Furthermore, taking a step back, the idea behind implementing (or permanently rejecting) an emission model is based on its potential impact on existing liquidity provision & its ability to competitively incentivize future liquidity provision. The idea (or fear/worry) as it stands is that liquidity provision will dissipate if YFI issuance ceases.
The truth is: We do not know what the impact would be.
However, if YFI issuance ceases, we don’t know if it will be (for example):
i. 30% reduction (dissipation of some TVL market share gained, some stickiness present),
ii .60% reduction (dissipation of all TVL market share gained),
iii. 80% reduction (dissipation in excess - superior offerings by other players in response).
If we refer to the table below, which charts the effective competition for liquidity among the top 6 players, we can see the impact of liquidity competition on market share. We can clearly identify points at which Compound, Balancer and Curve rose in prominence (and in particular, we can see how Compound’s & Maker’s relative market share has been declining).
Therefore, I think:
(1) Having a period of 1-4 weeks with no YFI issuance to understand the “residual stickiness” of liquidity after ceasing issuance of YFI will be helpful. This helps us better assess & compare the cost & potential impact of any future incentives.

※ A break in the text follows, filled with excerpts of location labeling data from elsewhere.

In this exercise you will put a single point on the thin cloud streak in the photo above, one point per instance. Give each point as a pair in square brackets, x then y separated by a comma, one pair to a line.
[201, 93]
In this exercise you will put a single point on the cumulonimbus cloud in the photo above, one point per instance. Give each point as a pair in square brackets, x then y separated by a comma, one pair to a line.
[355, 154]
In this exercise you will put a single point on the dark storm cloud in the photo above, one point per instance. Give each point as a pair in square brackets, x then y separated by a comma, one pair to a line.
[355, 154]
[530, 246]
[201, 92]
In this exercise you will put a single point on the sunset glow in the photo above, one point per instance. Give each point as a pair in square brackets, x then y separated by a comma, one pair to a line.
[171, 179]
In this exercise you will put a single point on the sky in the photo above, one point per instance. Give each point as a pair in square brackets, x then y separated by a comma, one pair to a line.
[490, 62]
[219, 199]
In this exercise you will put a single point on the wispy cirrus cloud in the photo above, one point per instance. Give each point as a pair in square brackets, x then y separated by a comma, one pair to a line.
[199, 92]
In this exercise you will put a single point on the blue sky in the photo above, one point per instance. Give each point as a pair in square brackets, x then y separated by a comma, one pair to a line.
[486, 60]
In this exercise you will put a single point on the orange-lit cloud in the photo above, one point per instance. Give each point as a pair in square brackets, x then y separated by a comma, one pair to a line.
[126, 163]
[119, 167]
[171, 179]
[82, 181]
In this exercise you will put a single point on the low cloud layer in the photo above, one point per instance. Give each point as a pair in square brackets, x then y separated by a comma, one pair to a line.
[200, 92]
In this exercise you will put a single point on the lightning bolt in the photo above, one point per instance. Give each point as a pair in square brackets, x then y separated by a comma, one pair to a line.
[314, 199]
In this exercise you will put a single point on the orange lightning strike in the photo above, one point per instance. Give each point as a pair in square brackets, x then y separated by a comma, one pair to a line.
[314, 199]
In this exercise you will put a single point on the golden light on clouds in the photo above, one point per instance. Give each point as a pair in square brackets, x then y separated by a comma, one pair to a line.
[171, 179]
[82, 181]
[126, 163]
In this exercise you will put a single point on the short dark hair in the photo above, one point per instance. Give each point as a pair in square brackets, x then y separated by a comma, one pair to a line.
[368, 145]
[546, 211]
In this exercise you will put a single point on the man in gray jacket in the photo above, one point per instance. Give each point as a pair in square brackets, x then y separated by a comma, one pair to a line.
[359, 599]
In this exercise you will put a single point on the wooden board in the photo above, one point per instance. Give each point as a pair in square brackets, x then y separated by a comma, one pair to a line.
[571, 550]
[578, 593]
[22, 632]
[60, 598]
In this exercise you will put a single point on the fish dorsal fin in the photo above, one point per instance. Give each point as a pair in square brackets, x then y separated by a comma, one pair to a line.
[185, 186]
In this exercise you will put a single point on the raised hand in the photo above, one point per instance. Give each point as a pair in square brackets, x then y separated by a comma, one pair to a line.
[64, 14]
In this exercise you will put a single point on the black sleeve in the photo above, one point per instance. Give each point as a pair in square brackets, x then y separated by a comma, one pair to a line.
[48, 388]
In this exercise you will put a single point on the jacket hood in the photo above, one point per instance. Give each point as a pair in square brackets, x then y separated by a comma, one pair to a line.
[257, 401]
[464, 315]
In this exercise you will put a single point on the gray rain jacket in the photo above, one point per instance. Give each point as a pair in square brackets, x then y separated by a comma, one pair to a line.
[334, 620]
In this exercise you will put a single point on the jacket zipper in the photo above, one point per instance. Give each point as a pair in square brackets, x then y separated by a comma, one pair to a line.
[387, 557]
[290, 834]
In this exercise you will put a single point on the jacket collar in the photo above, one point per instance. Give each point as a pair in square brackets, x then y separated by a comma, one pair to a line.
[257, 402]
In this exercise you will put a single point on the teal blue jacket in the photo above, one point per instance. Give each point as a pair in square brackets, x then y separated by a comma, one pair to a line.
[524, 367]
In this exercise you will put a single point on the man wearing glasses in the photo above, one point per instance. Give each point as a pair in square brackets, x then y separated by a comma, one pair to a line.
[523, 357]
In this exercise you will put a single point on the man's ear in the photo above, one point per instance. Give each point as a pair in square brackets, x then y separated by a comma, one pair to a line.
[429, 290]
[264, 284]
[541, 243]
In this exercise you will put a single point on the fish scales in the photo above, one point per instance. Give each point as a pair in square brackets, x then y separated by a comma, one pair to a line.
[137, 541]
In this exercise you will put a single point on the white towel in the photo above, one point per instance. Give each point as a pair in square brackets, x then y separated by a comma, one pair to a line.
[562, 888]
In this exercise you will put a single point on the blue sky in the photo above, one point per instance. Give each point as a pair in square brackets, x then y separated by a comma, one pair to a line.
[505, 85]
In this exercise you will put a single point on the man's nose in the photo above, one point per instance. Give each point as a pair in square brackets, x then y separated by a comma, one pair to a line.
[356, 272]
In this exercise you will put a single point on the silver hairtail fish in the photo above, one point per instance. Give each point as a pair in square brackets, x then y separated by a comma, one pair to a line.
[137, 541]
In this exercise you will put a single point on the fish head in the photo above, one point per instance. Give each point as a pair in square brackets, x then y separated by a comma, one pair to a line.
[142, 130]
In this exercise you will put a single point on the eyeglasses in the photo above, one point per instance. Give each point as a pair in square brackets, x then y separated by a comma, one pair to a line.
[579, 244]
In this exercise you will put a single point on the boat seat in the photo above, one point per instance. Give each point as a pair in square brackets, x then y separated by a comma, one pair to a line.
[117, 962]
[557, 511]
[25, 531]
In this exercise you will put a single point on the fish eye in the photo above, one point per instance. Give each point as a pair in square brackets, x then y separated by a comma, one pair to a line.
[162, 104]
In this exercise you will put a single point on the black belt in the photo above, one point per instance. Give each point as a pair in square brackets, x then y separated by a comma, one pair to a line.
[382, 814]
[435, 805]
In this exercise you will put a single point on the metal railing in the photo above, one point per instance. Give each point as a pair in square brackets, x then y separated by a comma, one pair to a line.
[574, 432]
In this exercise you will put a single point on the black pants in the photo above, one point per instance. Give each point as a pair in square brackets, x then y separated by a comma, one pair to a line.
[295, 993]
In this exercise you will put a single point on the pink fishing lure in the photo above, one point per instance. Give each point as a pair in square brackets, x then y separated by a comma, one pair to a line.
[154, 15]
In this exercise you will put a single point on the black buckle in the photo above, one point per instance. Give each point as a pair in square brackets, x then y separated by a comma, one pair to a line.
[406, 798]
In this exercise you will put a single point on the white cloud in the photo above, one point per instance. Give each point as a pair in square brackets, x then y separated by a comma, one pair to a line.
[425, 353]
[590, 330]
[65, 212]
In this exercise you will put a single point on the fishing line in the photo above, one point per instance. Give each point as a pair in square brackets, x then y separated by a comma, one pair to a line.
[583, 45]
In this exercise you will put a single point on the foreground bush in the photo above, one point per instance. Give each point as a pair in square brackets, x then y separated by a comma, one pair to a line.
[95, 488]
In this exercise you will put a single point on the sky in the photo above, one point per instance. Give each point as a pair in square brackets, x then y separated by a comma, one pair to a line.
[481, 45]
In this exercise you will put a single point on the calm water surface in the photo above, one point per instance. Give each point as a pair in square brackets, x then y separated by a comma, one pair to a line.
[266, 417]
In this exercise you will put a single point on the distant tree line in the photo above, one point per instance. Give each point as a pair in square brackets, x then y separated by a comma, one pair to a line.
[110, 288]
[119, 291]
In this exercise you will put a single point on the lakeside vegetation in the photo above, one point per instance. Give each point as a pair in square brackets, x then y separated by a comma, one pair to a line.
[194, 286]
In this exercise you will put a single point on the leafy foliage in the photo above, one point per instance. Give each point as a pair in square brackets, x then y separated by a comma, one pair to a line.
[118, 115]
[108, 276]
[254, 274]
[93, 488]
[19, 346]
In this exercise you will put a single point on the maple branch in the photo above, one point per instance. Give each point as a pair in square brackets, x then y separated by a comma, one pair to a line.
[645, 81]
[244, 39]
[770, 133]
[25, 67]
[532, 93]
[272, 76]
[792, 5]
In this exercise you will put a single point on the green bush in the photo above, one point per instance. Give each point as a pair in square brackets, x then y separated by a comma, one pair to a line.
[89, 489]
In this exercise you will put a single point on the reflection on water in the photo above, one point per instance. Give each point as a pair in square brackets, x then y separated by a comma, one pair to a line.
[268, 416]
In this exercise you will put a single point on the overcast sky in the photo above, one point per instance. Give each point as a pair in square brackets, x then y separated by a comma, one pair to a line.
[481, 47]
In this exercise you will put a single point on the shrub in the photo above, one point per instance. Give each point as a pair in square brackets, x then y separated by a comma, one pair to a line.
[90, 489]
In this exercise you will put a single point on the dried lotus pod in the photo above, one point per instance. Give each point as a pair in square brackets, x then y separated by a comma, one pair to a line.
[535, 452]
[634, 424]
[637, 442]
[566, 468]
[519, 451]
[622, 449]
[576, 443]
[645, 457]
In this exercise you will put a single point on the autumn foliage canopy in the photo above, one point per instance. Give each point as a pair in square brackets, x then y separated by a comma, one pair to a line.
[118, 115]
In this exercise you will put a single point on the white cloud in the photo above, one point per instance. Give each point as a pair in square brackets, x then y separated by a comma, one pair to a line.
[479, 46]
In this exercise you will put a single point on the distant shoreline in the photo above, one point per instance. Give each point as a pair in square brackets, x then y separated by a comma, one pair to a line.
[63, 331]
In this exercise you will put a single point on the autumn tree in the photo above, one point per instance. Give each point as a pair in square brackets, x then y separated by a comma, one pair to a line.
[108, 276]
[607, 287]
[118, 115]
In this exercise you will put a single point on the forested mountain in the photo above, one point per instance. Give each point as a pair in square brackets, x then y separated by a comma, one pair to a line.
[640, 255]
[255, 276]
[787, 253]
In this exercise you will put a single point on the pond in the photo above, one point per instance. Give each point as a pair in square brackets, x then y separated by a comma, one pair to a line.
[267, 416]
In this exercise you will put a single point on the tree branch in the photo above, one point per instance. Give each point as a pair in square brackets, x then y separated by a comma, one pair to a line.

(2) Based on the residual stickiness and assuming there is some normalisation of liquidity competition across the ecosystem, a properly designed emission model can be debated, implemented and further adjusted based on observable outcomes.
Therefore, on the basis of the above, I am voting AGAINST / NO on Proposal 0 now, with a view towards the future, where I am looking forward to positively voting for a proposal that has an emission model that takes into account some normalized level of competition in the overall ecosystem.
I also think that the overall system of distributing rewards (that some may perceive as excessive & unsustainable) leads one to wonder if crypto money printing is worse than Federal Reserve money printing. While one worries about hyperinflation risks in the conventional fiat economy, I wonder if the risks are equally present - or worse - in the crypto economy today. I am seeing an increase in the number of protocols that want to engage in rewards-based liquidity provisioning/lockups seems to growing every day as more & more projects “emulate” yield farming concepts.
I think, end of the day, something has value when people are willing to pay for it. If we live in an “airdrop” style of economy, there will come a point when the amount of reward airdrops will overwhelm the amount of fiat needed to prop up all the reward airdrops. In that case, we will really need to pray for Federal Reserve fiscal stimulus to keep the party going
In fact, perhaps I would argue that an emission model of YFI should also consider an alternative: A weekly auction of YFI in which the proceeds are used to reward the protocol’s liquidity providers. If people are given the weekly right to purchase YFI, they may accord real value to that YFI - and this acts as a form of price discovery. Under this model, people would buy the YFI because they value its use in governance, they receive a share of the transaction fees in the protocol. This is similar to an equity capital subscription, in which the proceeds are used to further develop the business (in this case, the proceeds are used to fund the rewards). If the business is truly good, we won’t need that much capital. If the business can only survive because of the “rewards juice” being given out - that tells you a lot about the business.